Los seis números de Meltzer son una auténtica maravilla en todos los sentidos. Oliver Queen examina las fotografías de su propio funeral, y se encuentra a alguien que no conoce, y que resulta ser un villano de segunda... ¡mezclado con la mitad de los héroes DC en sus identidades secretas! A partir de aquí, asistiremos a una revisión del pasado de Oliver, a través de los objetos que dejó atrás en su vida anterior. Una historia excelente.

Acabado su brevísimo periplo por la serie, Meltzer da paso a un fill-in bastante aceptable, protagonizado más bien por el Conde Vértigo que por el propio Green Arrow, e inmediatamente después, tenemos un bastante olvidable crossover de tres números (seis, si contamos los de Green Lantern) que, la verdad, mejor olvidarlo.

WINNICK: TIRADOR CERTERO

Tras Meltzer, llega a la serie Judd Winnick (Green Lantern). Está claro que Winnick, aun siendo un buen guionista, no llega al nivel de Meltzer. La diferencia puede verse en su primer ciclo argumental, publicado en España bajo el título de Tirador Certero.

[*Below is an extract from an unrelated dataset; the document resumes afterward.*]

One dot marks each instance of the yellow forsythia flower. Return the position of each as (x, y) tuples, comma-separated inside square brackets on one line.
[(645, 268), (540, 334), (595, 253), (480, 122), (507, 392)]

Es curioso este arco, porque aunque lo cierto es que está lleno de acontecimientos realmente importantes en la vida de Oliver –y que no destriparemos por si acaso-, la verdad es que la trama principal no es realmente tan atractiva como las etapas anteriores. Quizás sea que el villano de turno no es demasiado novedoso, quizás que los acontecimientos antes mencionados no se traten adecuadamente... algo falla en este aro, pero desde luego sigue siendo una muy interesante lectura pero, insisto, EMHO, sin llegar al nivel de Meltzer.

 

LO QUE VIENE

A partir de los acontecimientos de Tirador Certero, en la serie asistiremos inmediatamente después a un par de fill-ins bastante divertidos: una noche de juerga de Green Arrow y Arsenal, por un lado, y un genial número sobre el destino final de... ¡el Arrow-coche!

A partir de ahí, en los (por ahora) dos  últimos arcos de la saga del arquero, nos encontramos con un enfrentamiento al Acertijo, con ingenios nucleares de por medio, y a continuación, una saga que conecta con un tema común en los guiones de Winnick, y que ha llamado la atención de los medios no comiqueros en los USA.

Por otro lado, Phil Hester ha manifestado su voluntad de abandonar el título, cosa que lamento profundamente... pero en fin, la vida es así y no la he inventado yo.

En cualquier caso, ¡LARGA VIDA AL ARQUERO ESMERALDA!